Progressive overload is the meta principle.
It's how you ensure mechanical tension keeps increasing over time.
Sources call it non negotiable.
So this is, this is awesome.
Great answer.
But then another one that I really like to ask is where are the gaps in my wiki?
What knowledge is underrepresented that I should be learning about more or should include more of?
So this basically allows you to self improve your wiki, you can ask what information is missing from it and then it'll suggest things to add in.
So what does it say?
Wiki is genuinely strong on fundamentals, but the gaps are mostly in application troubleshooting and specialization.
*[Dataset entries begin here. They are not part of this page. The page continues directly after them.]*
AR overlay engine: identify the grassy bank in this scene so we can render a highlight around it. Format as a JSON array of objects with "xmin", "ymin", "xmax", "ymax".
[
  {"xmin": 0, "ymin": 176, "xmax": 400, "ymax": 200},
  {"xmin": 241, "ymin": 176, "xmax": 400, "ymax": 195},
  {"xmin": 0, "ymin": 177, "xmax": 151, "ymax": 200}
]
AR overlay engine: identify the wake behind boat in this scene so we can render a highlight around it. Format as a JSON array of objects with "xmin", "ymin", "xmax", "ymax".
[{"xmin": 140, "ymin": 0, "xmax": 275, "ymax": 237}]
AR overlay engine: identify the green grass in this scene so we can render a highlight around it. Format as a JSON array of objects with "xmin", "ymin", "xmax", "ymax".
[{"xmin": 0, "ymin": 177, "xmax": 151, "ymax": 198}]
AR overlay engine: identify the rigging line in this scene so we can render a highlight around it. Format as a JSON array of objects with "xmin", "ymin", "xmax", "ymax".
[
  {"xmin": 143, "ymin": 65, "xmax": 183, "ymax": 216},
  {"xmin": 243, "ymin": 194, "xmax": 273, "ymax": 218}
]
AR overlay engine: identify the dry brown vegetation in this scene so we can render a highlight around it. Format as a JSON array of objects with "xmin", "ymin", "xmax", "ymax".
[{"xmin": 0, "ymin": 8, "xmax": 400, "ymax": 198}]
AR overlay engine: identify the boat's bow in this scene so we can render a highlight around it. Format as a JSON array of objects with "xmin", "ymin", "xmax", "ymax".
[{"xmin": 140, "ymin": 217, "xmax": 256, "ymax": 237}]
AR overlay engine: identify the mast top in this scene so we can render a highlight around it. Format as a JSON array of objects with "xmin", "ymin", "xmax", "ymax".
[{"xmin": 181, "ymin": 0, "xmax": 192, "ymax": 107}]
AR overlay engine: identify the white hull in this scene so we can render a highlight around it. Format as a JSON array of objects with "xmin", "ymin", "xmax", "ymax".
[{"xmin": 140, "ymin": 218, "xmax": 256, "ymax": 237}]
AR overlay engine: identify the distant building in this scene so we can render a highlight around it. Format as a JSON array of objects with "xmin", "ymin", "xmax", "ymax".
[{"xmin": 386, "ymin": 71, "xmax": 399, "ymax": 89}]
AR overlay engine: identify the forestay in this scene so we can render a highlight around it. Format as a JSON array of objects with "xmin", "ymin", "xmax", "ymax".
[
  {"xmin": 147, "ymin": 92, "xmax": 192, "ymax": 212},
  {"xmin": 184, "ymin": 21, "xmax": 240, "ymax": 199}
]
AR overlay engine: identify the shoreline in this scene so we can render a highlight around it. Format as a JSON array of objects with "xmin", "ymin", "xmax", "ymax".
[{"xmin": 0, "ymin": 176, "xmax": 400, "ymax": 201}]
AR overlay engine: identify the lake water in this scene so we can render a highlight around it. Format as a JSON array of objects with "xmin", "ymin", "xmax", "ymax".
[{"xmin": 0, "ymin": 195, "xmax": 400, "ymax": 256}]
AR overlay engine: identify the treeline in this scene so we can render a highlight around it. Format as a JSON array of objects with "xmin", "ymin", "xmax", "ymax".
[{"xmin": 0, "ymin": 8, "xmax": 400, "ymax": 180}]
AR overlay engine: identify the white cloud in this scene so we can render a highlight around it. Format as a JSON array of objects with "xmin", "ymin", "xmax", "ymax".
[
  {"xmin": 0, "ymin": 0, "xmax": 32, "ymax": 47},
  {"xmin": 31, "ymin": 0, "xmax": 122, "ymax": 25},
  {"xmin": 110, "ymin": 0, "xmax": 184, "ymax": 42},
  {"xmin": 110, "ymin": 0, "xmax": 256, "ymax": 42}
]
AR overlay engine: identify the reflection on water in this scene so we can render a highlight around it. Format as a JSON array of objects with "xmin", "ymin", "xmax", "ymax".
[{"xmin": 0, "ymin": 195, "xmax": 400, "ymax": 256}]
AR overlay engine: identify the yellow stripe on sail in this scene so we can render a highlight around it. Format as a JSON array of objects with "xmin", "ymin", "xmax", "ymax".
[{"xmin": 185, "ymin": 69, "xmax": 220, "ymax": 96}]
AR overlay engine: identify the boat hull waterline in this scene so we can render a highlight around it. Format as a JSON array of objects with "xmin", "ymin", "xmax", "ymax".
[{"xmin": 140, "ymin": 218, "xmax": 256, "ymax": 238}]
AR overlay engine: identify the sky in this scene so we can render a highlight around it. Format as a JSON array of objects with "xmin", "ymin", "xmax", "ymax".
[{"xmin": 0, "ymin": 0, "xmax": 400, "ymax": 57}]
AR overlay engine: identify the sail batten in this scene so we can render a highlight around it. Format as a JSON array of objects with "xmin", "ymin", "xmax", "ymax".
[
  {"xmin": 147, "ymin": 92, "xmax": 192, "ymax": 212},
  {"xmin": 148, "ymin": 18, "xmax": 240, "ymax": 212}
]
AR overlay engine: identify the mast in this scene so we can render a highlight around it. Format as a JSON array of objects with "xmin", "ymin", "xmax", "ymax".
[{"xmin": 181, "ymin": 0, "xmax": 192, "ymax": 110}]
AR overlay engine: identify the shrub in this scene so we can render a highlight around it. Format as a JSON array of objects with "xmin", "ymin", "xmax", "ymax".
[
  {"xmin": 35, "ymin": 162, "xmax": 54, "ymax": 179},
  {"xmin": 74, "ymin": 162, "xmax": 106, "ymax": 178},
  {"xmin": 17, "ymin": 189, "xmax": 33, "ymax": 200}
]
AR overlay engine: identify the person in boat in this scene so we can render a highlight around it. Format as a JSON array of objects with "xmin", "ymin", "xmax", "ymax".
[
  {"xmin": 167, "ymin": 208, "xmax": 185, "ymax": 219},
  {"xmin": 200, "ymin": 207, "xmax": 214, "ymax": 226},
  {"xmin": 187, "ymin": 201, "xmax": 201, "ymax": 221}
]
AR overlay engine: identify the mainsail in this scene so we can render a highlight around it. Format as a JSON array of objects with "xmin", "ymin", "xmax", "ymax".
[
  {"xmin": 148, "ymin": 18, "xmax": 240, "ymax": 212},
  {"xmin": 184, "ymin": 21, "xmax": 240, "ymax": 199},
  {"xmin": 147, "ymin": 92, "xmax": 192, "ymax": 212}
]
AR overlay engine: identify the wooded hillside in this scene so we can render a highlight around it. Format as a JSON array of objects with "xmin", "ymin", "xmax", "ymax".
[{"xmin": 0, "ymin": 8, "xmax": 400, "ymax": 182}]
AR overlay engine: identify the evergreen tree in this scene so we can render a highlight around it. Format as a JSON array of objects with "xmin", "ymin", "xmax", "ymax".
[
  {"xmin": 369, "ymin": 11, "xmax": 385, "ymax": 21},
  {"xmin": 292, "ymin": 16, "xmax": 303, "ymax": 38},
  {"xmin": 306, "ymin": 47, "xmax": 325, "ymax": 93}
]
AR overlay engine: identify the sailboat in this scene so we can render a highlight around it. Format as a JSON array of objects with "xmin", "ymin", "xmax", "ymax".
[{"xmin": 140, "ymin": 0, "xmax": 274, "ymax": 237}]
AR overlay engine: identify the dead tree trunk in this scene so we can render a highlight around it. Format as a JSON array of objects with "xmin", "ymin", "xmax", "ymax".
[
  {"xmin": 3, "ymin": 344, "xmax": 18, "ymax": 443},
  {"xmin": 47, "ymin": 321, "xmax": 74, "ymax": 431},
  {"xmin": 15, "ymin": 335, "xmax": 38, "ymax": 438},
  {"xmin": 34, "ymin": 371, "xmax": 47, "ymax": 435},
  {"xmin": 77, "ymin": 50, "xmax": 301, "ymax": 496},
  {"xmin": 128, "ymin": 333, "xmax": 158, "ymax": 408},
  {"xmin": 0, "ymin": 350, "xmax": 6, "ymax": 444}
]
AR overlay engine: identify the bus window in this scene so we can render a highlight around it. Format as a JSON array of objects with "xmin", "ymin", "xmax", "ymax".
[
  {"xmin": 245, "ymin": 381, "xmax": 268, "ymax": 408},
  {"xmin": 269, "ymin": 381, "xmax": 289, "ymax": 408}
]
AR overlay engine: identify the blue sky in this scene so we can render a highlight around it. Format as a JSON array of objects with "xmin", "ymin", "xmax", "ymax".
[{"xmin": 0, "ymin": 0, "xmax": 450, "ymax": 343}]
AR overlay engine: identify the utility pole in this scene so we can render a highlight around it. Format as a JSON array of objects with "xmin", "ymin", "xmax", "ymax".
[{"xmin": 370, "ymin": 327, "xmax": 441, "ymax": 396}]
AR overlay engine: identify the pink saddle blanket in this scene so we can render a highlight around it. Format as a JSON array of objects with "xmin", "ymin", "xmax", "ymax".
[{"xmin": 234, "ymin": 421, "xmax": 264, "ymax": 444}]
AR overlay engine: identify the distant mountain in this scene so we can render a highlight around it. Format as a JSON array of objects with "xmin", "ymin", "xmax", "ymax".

So no decision tree for debugging stalled progress.
That's a cool one.
Deloading strategies is a pretty cool idea and advanced intensity techniques so things like drop sets, rest, pause, my rep, supersets, etc. Yeah, so all of this, all of this makes sense, but again, great one to throw in consistently and then build on this one.
Cool use case here is Lex Friedman has said that he's taken this and then fed it into voice mode so that when he goes on long runs he can chat with his wiki about key information.
He could even try explaining something.
This is like the Feynman technique, if you've ever heard of that, and see what the wiki says he's missing.
Where is he not understanding something in his explanation?
So I hope this is helpful.
I really think this idea is going to be very popular in the next few months and years, so it makes sense to jump on the train now and use it to acquire knowledge and improve your life.